Kepala Kejaksaan Negeri Magetan, Sabrul Iman, menjelaskan bahwa Suratno tidak terlibat sendiri dalam perkara ini. Ia menyebutkan bahwa total ada enam orang yang telah ditetapkan sebagai tersangka, termasuk dua anggota DPRD lainnya serta tiga orang yang berperan sebagai pendamping.
“Penetapan tersangka dilakukan setelah penyidik mengantongi alat bukti yang cukup.

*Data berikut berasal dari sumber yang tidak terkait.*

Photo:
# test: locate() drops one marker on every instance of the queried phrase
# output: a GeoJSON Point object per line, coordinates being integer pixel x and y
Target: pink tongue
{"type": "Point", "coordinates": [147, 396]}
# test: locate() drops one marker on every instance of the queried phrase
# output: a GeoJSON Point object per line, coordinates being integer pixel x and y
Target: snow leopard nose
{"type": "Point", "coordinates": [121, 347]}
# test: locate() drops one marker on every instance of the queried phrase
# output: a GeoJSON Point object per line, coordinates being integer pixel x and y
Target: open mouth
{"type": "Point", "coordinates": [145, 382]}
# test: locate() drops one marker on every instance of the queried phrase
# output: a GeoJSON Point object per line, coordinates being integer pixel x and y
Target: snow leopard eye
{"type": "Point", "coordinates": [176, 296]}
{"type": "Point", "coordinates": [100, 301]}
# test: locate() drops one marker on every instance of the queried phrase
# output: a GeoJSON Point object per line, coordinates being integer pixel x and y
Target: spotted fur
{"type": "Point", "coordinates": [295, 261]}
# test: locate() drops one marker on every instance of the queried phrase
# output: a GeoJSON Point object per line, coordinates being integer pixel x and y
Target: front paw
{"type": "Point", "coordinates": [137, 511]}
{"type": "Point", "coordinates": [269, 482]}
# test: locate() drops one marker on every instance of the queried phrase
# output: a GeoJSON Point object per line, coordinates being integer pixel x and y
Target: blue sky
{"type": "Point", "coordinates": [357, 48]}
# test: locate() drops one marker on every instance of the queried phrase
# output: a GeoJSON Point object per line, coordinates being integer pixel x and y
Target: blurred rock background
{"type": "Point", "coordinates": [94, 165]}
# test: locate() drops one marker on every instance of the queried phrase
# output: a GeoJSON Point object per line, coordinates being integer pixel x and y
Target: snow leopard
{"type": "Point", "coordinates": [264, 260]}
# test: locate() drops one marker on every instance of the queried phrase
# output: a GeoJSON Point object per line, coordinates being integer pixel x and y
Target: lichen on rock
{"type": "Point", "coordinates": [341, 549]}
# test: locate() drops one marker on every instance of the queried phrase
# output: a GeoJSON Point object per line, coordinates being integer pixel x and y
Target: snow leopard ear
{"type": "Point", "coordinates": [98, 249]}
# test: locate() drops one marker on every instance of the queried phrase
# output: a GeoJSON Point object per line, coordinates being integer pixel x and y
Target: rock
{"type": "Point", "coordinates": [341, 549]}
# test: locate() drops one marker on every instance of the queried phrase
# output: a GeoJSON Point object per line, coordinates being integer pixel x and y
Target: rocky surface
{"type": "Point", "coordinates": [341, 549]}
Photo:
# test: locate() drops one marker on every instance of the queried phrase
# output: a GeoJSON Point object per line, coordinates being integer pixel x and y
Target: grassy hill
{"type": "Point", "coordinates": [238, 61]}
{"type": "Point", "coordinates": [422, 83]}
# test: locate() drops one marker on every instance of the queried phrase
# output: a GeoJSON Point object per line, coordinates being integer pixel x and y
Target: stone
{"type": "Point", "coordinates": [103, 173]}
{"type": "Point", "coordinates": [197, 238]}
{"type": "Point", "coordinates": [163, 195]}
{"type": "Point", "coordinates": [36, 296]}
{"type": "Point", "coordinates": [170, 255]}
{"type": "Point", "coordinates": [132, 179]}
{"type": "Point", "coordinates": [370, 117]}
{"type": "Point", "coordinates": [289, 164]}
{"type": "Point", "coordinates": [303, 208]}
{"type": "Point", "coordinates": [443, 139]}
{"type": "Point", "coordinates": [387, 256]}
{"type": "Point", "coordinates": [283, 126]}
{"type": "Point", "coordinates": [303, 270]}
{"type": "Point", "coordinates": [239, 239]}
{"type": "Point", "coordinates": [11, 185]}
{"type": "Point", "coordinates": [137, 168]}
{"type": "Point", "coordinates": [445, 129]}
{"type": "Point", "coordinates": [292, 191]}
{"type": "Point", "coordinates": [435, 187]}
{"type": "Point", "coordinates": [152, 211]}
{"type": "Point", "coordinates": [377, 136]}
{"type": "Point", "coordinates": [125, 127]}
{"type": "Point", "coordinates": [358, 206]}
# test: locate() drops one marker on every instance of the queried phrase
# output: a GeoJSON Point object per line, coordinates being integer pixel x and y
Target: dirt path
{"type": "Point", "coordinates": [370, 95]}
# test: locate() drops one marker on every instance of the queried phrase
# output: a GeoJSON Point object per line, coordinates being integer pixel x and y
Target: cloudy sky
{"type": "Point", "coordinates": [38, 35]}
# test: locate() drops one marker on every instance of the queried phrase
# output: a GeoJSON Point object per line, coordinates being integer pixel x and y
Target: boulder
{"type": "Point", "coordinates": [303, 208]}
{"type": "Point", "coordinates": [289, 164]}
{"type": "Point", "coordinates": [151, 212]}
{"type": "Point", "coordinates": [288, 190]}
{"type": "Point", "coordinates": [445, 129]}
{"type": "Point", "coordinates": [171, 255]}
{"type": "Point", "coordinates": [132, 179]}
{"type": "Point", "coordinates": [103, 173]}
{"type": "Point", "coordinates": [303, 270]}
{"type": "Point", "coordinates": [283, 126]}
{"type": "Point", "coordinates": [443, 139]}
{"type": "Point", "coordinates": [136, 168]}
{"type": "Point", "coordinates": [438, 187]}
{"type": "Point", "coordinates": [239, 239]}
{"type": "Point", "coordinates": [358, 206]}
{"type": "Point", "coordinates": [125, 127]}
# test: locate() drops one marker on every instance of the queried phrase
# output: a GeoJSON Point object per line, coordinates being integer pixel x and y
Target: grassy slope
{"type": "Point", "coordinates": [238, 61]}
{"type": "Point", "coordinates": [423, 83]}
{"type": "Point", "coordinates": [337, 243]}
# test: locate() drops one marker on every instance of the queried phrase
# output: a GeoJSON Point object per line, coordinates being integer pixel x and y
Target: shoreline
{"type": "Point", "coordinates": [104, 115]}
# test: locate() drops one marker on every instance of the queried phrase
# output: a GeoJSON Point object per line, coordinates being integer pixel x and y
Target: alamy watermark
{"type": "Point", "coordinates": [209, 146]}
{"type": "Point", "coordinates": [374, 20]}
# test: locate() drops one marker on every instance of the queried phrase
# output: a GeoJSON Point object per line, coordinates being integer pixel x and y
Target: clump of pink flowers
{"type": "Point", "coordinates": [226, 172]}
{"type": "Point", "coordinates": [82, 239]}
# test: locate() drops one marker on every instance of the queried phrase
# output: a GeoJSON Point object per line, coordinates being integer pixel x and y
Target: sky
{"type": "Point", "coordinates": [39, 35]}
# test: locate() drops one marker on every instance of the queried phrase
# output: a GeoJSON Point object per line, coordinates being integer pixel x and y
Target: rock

SN berperan sebagai anggota DPRD periode 2019–2024 yang kemudian menjabat sebagai Ketua DPRD periode 2024–2029,” ujar Sabrul Iman, Kamis (23/4/2026).
Kasus ini bermula dari pengelolaan dana hibah program pokok pikiran (Pokir) DPRD selama periode 2020 hingga 2024. Dari total anggaran yang direkomendasikan sebesar Rp 335,8 miliar, sekitar Rp 242,9 miliar telah direalisasikan melalui 13 organisasi perangkat daerah.
Namun, dalam proses penyalurannya, ditemukan adanya praktik penyimpangan yang diduga dilakukan secara terstruktur. Sabrul mengungkapkan bahwa para tersangka diduga mengendalikan alur dana hibah sejak tahap perencanaan hingga pencairan.
“Dari hasil penyelidikan terhadap 24 kelompok kegiatan, ditemukan fakta adanya penyimpangan sistematis. Oknum anggota DPRD diduga menguasai seluruh tahapan hibah,” tegasnya.
Untuk menguatkan kasus ini, penyidik telah memeriksa sedikitnya 35 saksi. Selain itu, sejumlah barang bukti juga telah diamankan, termasuk ratusan dokumen dan perangkat elektronik yang berkaitan dengan aliran dana hibah tersebut.
“Sebanyak 788 bundel dokumen dan 12 barang bukti elektronik telah disita secara sah sebagai bagian dari proses penyidikan,” tambah Sabrul.
Saat ini, Suratno bersama lima tersangka lainnya telah ditahan di Rumah Tahanan Kelas II B Magetan guna menjalani proses hukum lebih lanjut. Kasus ini dinilai menjadi pukulan serius bagi citra lembaga legislatif di daerah tersebut.